Regarding the psoas muscle mass, we found that patients with grade III fatty liver had a significantly higher psoas muscle volume and psoas muscle ratio than those with grade I and grade II. We also found that liver transaminases significantly correlated with psoas muscle volume and psoas muscle ratio. In this study, we used psoas muscle volume which is more accurate than the psoas muscle area used in the previous studies. Our results are consistent with Chen et al. [33] and Nachit et al. [34] who found that NAFLD is strongly correlated with muscle fat rather than muscle mass. Although other studies reported that sarcopenia (decreased appendicular muscle mass) is associated with NAFLD [35, 36], they did not use muscle mass in grading NAFLD.

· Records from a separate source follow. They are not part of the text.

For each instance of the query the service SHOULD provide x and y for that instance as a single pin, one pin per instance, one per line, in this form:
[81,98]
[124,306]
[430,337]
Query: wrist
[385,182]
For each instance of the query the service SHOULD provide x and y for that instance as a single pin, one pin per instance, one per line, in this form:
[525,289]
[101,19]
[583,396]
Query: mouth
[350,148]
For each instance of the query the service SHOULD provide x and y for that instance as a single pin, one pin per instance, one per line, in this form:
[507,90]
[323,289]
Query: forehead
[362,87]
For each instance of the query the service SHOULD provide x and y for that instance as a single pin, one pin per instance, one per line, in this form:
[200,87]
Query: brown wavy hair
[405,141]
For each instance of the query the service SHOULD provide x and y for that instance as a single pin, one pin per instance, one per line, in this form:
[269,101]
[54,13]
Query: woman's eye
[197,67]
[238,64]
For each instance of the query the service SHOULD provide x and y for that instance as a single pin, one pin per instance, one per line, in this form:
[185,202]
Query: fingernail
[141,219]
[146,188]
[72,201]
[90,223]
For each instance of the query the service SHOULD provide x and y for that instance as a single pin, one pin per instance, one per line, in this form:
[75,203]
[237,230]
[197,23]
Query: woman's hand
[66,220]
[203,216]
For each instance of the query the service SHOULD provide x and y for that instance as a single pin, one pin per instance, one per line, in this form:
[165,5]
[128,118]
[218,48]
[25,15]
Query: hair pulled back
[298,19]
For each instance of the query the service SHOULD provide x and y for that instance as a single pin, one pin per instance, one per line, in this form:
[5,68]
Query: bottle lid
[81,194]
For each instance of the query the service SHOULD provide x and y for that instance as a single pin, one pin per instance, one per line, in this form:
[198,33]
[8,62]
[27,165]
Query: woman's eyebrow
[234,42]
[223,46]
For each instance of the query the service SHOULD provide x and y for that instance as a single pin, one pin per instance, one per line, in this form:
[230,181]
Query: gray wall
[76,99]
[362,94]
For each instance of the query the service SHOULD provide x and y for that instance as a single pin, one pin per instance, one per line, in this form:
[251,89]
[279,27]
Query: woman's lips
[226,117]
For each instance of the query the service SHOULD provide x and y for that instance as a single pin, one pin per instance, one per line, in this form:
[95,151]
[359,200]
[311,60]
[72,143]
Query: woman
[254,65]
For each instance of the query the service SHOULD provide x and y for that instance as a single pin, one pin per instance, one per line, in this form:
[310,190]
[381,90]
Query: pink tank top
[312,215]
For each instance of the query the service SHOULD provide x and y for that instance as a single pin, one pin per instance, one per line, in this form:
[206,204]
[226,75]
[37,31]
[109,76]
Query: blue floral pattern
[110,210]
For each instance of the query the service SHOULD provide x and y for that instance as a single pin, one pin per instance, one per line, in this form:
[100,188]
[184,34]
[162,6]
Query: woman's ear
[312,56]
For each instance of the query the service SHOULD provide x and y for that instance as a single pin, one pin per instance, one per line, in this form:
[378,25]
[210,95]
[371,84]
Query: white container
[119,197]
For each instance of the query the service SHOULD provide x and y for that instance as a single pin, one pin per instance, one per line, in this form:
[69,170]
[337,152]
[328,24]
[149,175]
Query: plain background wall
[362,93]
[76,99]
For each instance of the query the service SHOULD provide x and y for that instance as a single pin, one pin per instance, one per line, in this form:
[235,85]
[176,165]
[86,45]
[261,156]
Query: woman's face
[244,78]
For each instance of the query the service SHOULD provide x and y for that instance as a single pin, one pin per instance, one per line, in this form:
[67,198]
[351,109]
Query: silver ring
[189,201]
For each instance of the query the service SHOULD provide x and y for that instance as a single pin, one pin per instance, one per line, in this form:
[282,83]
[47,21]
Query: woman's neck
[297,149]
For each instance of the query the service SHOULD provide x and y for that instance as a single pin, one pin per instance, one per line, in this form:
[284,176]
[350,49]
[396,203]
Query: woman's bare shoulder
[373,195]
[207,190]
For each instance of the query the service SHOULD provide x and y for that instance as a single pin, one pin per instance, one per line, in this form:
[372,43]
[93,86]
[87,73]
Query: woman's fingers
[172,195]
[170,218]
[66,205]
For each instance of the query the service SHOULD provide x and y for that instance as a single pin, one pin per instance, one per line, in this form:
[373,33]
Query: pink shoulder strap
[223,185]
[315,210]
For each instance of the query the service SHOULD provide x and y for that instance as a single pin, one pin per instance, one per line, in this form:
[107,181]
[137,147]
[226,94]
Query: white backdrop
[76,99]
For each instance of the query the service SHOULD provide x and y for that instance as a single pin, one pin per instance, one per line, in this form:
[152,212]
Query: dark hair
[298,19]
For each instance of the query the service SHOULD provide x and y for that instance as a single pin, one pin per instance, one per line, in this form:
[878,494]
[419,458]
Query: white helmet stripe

Regarding the liver volume, we found a strong positive correction between it and the liver transaminases but the difference in the liver volume among the different grades of NAFLD was insignificant. Only recent research studied the liver volume obtained by magnetic resonance imaging in NAFLD and reported that there is a strong correlation between liver volume, transaminases, and high risk of mortality [37].
The main limitations of this study are the lack of histopathological correlation, a single-center study, and lastly no long-term follow-up of those patients. Yet this is the first study in our locality that discussed the relation between NAFLD and visceral and subcutaneous fat and its correlations with liver transaminases.